Named Entity Extraction in OpenNLP

Named Entity Extraction Example in openNLP – In this openNLP tutorial, we shall try entity extraction from a sentence using openNLP pre-built models, that were already trained to find the named entity.

What is Named Entity Recognition/Extraction (NER)?

Named Entity Recognition is a task of finding the named entities that could possibly belong to categories like persons, organizations, dates, percentages, etc., and categorize the identified entity to one of these categories.

ADVERTISEMENT

How Named Entity Extraction is done in OpenNLP?

In OpenNLP, Named Entity Extraction is done using statistical models, i.e., machine learning techniques. Coming to specifics, Maxent modeling is used. To get an intuition on how Maxent modeling works, refer to themotivating example of Maxent modeling.

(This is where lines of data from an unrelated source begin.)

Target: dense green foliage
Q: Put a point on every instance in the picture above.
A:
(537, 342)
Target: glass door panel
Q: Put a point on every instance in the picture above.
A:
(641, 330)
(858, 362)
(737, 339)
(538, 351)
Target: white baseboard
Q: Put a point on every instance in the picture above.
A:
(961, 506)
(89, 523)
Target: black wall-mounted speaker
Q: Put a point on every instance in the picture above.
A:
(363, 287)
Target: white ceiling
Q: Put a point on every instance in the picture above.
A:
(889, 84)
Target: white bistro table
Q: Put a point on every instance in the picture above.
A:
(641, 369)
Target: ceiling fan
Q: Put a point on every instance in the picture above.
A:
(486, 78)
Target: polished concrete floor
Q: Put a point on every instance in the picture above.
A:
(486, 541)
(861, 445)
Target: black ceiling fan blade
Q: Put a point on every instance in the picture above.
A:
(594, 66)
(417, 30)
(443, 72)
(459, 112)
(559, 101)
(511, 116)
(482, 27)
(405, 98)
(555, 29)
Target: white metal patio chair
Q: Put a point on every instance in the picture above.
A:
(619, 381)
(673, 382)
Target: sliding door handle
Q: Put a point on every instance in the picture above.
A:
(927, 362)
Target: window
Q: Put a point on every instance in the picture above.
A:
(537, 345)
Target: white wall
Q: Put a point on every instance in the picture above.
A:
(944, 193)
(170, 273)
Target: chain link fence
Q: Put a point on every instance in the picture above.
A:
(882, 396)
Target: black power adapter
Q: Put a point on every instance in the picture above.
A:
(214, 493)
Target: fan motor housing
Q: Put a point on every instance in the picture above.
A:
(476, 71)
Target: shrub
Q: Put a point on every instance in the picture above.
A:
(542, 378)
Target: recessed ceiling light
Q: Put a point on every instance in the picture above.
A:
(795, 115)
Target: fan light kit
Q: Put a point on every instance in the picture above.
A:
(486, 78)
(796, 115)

Example 1 – Named Entity Extraction Example in OpenNLP

The following example, NameFinderExample.java shows how to use NameFinderME class to extract named entities, person and place.

NameFinderExample.java

import java.io.FileInputStream;
import java.io.IOException;
import java.io.InputStream;

import opennlp.tools.namefind.NameFinderME;
import opennlp.tools.namefind.TokenNameFinderModel;
import opennlp.tools.util.Span;

/**
 * This class demonstrates how to use NameFinderME class to do Named Entity Recognition/Extraction tasks.
 * @author tutorialkart.com
 */
public class NameFinderExample {

	public static void main(String[] args) {
		// find person name
		try {
			System.out.println("-------Finding entities belonging to category : person name------");
			new NameFinderExample().findName();
			System.out.println();
		} catch (IOException e) {
			e.printStackTrace();
		}
		
		// find place
		try {
			System.out.println("-------Finding entities belonging to category : place name------");
			new NameFinderExample().findLocation();
			System.out.println();
		} catch (IOException e) {
			e.printStackTrace();
		}
	}

	/**
	 * method to find locations in the sentence
	 * @throws IOException
	 */
	public void findName() throws IOException {
		InputStream is = new FileInputStream("en-ner-person.bin");

		// load the model from file
		TokenNameFinderModel model = new TokenNameFinderModel(is);
		is.close();

		// feed the model to name finder class
		NameFinderME nameFinder = new NameFinderME(model);

		// input string array
		String[] sentence = new String[]{
				"John",
				"Smith",
				"is",
				"standing",
				"next",
				"to",
				"bus",
				"stop",
				"and",
				"waiting",
				"for",
				"Mike",
				"."
		};

		Span nameSpans[] = nameFinder.find(sentence);

		// nameSpans contain all the possible entities detected
		for(Span s: nameSpans){
			System.out.print(s.toString());
			System.out.print("  :  ");
			// s.getStart() : contains the start index of possible name in the input string array
			// s.getEnd() : contains the end index of the possible name in the input string array
			for(int index=s.getStart();index<s.getEnd();index++){
				System.out.print(sentence[index]+" ");
			}
			System.out.println();
		}
	}
	
	/**
	 * method to find locations in the sentence
	 * @throws IOException
	 */
	public void findLocation() throws IOException {
		InputStream is = new FileInputStream("en-ner-location.bin");

		// load the model from file
		TokenNameFinderModel model = new TokenNameFinderModel(is);
		is.close();

		// feed the model to name finder class
		NameFinderME nameFinder = new NameFinderME(model);

		// input string array
		String[] sentence = new String[]{
				"John",
				"Smith",
				"is",
				"from",
				"Atlanta",
				"."
		};

		Span nameSpans[] = nameFinder.find(sentence);

		// nameSpans contain all the possible entities detected
		for(Span s: nameSpans){
			System.out.print(s.toString());
			System.out.print("  :  ");
			// s.getStart() : contains the start index of possible name in the input string array
			// s.getEnd() : contains the end index of the possible name in the input string array
			for(int index=s.getStart();index<s.getEnd();index++){
				System.out.print(sentence[index]+" ");
			}
			System.out.println();
		}
	}
	
}

When the example program, NameFinderExample.java is run, the output to console is as shown in the following.

Output

-------Finding entities belonging to category : person name------
[0..2) person  :  John Smith 
[11..12) person  :  Mike 

-------Finding entities belonging to category : place name------
[4..5) location  :  Atlanta

The project structure and the model file location, etc., is shown below:

Named Entity Extraction Example in openNLP using Java - example project structure

Model File

The model files en-ner-person.bin, en-ner-person.bin and other ner models are available at [http://opennlp.sourceforge.net/models-1.5/]. Stay updated regarding latest releases of openNLP or model files, at [https://opennlp.apache.org/download.html]

Conclusion

In this OpenNLP Tutorial, we have seen how to use Named Entity Extraction API of OpenNLP to extract named entities from a paragraph or sentence.